Background & Aims
Arthritic pain is a global public health problem. This type of pain is related to conditions such as rheumatoid arthritis, osteoarthritis and gout. The first line of treatment for arthritic pain is the use of non-steroidal anti-inflammatory drugs (NSAIDs). As a second line of treatment, there are opioid-type drugs, whose excellent analgesic properties have been proven. However, the use of these drugs is limited by the adverse effects they produce. Often, a single pharmacological approach is not sufficient to counteract arthritic pain.

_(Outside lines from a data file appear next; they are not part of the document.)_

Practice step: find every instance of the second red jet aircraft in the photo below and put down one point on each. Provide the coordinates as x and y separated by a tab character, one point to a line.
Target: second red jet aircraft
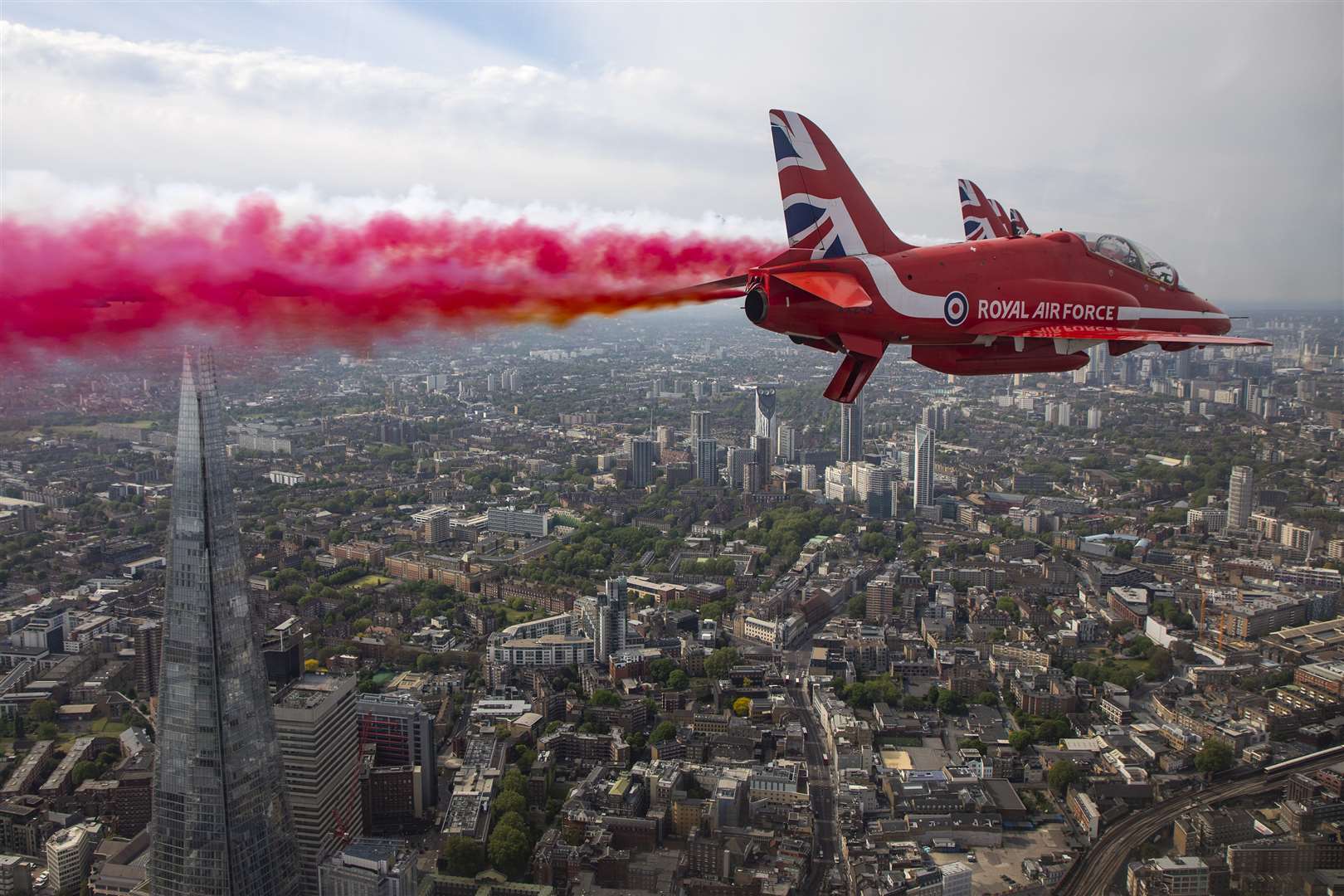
1004	301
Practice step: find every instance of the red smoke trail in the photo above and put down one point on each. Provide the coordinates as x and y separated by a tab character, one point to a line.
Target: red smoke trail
114	278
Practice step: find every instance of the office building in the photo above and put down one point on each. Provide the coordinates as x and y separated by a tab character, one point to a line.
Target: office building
433	524
69	853
319	744
956	879
611	611
933	416
738	458
221	820
880	598
149	638
1168	876
370	867
788	448
761	448
641	462
923	461
707	461
514	522
1241	497
1098	364
767	422
402	733
752	477
699	426
851	430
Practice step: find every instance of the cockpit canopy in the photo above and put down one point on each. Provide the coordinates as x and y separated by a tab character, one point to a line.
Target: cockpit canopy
1131	254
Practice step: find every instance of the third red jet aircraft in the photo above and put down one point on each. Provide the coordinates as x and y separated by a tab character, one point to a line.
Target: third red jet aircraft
1004	301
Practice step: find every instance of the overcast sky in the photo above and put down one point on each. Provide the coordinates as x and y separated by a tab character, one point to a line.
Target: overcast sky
1213	134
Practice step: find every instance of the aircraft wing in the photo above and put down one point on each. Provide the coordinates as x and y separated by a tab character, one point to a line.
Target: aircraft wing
1110	334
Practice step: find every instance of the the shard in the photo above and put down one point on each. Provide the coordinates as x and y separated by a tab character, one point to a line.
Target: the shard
221	818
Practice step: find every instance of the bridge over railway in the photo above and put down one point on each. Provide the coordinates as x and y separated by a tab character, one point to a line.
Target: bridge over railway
1096	868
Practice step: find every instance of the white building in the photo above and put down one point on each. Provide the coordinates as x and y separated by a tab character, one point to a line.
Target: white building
69	852
925	451
956	879
514	522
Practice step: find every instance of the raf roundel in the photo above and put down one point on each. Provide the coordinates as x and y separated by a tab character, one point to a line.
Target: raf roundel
955	309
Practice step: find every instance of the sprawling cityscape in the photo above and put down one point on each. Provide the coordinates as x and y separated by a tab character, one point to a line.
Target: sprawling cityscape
631	607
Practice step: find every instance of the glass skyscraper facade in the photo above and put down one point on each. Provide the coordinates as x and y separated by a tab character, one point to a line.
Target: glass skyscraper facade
221	820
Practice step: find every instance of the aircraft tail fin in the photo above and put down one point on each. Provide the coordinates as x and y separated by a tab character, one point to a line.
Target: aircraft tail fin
825	208
983	218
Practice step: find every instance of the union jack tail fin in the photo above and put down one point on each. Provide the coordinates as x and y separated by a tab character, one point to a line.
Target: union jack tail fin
825	210
981	217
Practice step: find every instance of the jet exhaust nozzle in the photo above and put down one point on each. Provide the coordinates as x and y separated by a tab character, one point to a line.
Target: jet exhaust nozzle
756	305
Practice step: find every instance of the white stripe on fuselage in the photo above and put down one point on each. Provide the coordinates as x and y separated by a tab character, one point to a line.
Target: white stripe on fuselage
912	304
895	295
1170	314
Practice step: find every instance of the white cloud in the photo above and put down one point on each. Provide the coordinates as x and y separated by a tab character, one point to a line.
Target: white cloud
1214	136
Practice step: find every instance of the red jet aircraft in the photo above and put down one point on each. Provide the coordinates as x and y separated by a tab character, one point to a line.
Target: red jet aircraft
1004	301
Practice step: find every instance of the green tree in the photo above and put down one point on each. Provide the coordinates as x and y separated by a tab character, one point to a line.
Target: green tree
721	661
509	850
665	731
1214	757
1159	663
507	802
951	704
42	711
84	772
464	856
1062	774
515	781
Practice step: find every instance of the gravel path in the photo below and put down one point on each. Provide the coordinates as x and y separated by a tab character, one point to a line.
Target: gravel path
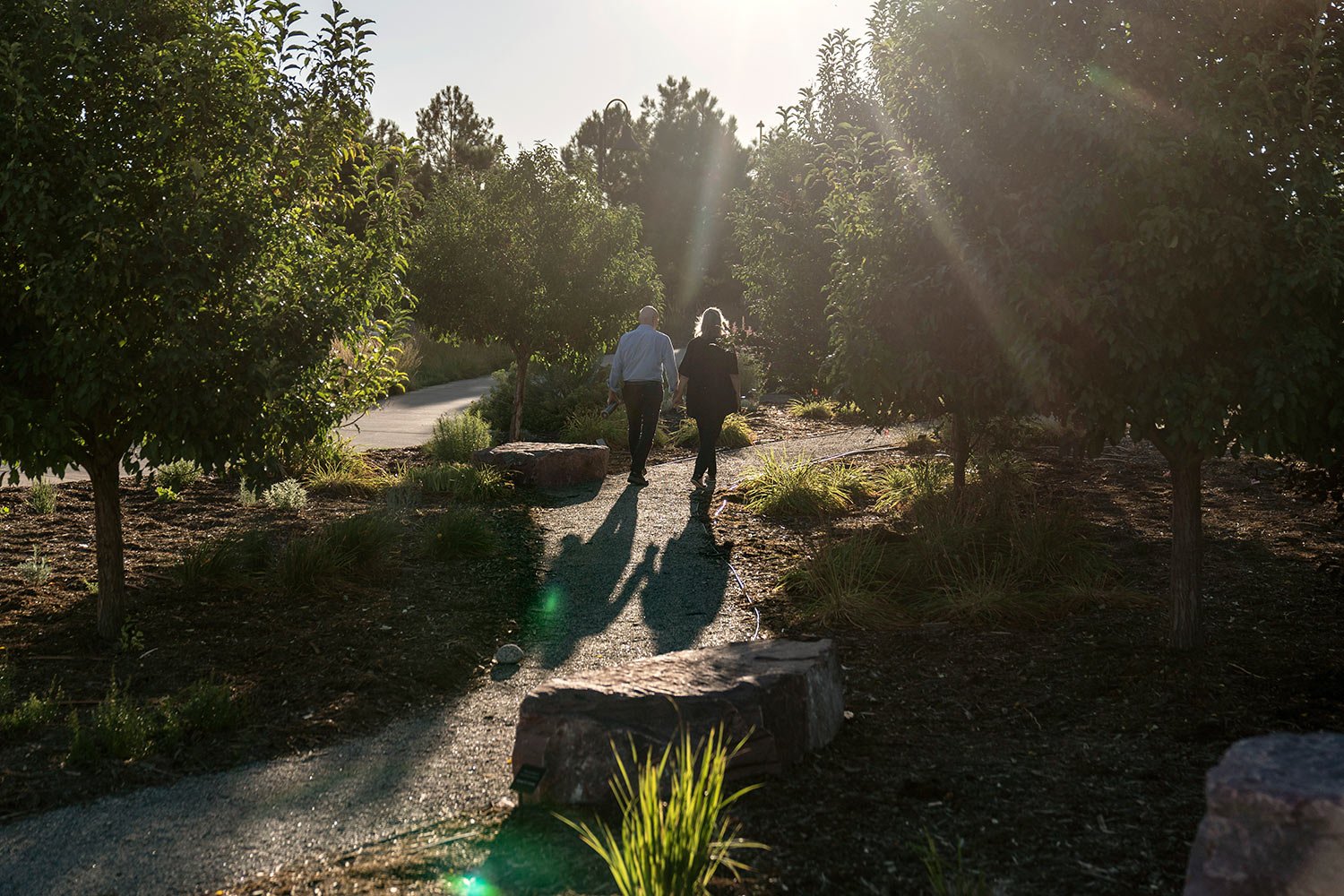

AIMS: To determine the antinociceptive effect of the individual and combined administration of celecoxib, and tramadol, on arthritic pain using the “Pain-Induced Functional Impairment in Rats (PIFIR)” experimental model. To identify possible synergistic interactions in the antinociceptive effects of the combination to establish the most optimal doses and to assess the development of pharmacological tolerance after a repeated administration regimen.
Methods
The antinociceptive effect was evaluated using the PIFIR model. Five groups were formed in this study: SHAM control, vehicule control, celecoxib at doses ranging from 1 to 56.2 mg/kg p.o. (CEL), tramadol at doses ranging from 3.2 to 31.6 mg/kg p.o. (TRA), and the combination of CEL (1-31.6 mg/kg, p.o.) + TRA (3.2-23.7 mg/kg, p.o.), resulting in a total of 20 combinations. Determination of the interaction types among these combinations was carried out by the “Synergistic Interaction Surface (SIS)” analysis. For the evaluation of pharmacological tolerance, a repeated administration scheme was applied, consisting of three daily administrations for four consecutive days.
Results
CEL and TRA individually exhibited a dose-dependent antinociceptive effect. When co-administered, interactions were mostly detected as supra-additive and additive. The combination that generated the highest level of efficacy was celecoxib at 17.8 mg/kg with tramadol at 23.7 mg/kg. The combination with the highest degree of potentiation was celecoxib at 3.2 mg/kg with tramadol at 10 mg/kg. Subsequently, the most effective doses of each individual drug, CEL at 56.2 mg/kg and TRA at 31.6 mg/kg, were evaluated, as well as the combination with the highest degree of efficacy; CEL at 17.8 mg/kg combined with TRA at 23.7 mg/kg, after a scheme of 12 repeated subcutaneous administrations. The dose of CEL at 56.2 mg/kg was found to reduce its effect by 52%, the dose of TRA at 31.6 mg/kg also reduced its effect by 99.27%, and the combination also reduced its effect by 85.29% after the repeated administration regimen.
Conclusions
CEL and TRA individually exhibit antinociceptive effects, and their co-administration generates mostly supra-additive and additive effects in different proportions under these experimental conditions. When a repeated administration regimen is employed, the antinociceptive effects of their most effective individual doses decrease as well as in the case of the combination.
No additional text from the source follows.